The Conducting System, p. 684
Figure 20-12
 Cardiac muscle tissue contracts automatically (automaticity). A system of
specialized cardiac muscle cells (the conducting system) initiates and distributes
the electrical impulses that stimulate contraction.

The conducting system includes:
- the sinoatrial (SA) node
- the atrioventricular (AV) node
- conducting cells

Conducting cells interconnect the SA and AV nodes and distribute the contractile
stimulus through the heart. In the atria, conducting cells are found in internodal
pathways that distribute the impulse to atrial cells and the AV node. Ventricular
conducting cells are found in the AV bundle, bundle branches and Purkinje fibers.

Conducting cells of the SA and AV nodes cannot maintain a stable resting
potential; after repolarization they gradually drift toward threshold (prepotential
or pacemaker potential). The SA node depolarizes first, establishing a heart rate of
about 80-100 beats per minute. Normal heart rate is slowed by parasympathetic
stimulation. The AV node generates 40-60 action potentials per minute
Figure 20-13
- Impulse Conduction Through the Heart
1. The Sinoatrial (SA) Node
- in posterior wall of right atrium
- contains pacemaker cells
- connected to AV node by internodal pathways
- begins atrial activation (Step 1)
2. The Atrioventricular (AV) Node
- in floor of right atrium
- receives impulse from SA node (Step 2)
- delays impulse (Step 3)
- atrial contraction begins
3. The AV Bundle
- in the septum
- carries impulse to left and right bundle branches:
- which conduct to Purkinje fibers (Step 4)

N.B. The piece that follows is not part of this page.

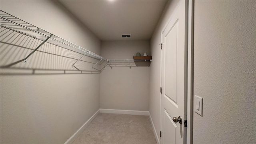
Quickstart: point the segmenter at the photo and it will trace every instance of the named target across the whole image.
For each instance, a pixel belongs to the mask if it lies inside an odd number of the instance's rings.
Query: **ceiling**
[[[150,40],[167,1],[59,2],[100,40],[110,41]]]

- and to the moderator band:
- which conducts to papillary muscles
4. The Purkinje Fibers
- distribute impulse through ventricles (Step 5)
- atrial contraction is completed
- ventricular contraction begins

Abnormal pacemaker function changes the heart rate:
- bradycardia is an abnormally slow heart rate.
- tachycardia is an abnormally fast heart rate.

If an abnormal conducting cell or ventricular muscle cell begins generating a high
rate of action potentials, they can override the SA and AV nodes and bypass the
conducting system, disrupting ventricular contractions. The origin of these
abnormal impulses is called an ectopic pacemaker.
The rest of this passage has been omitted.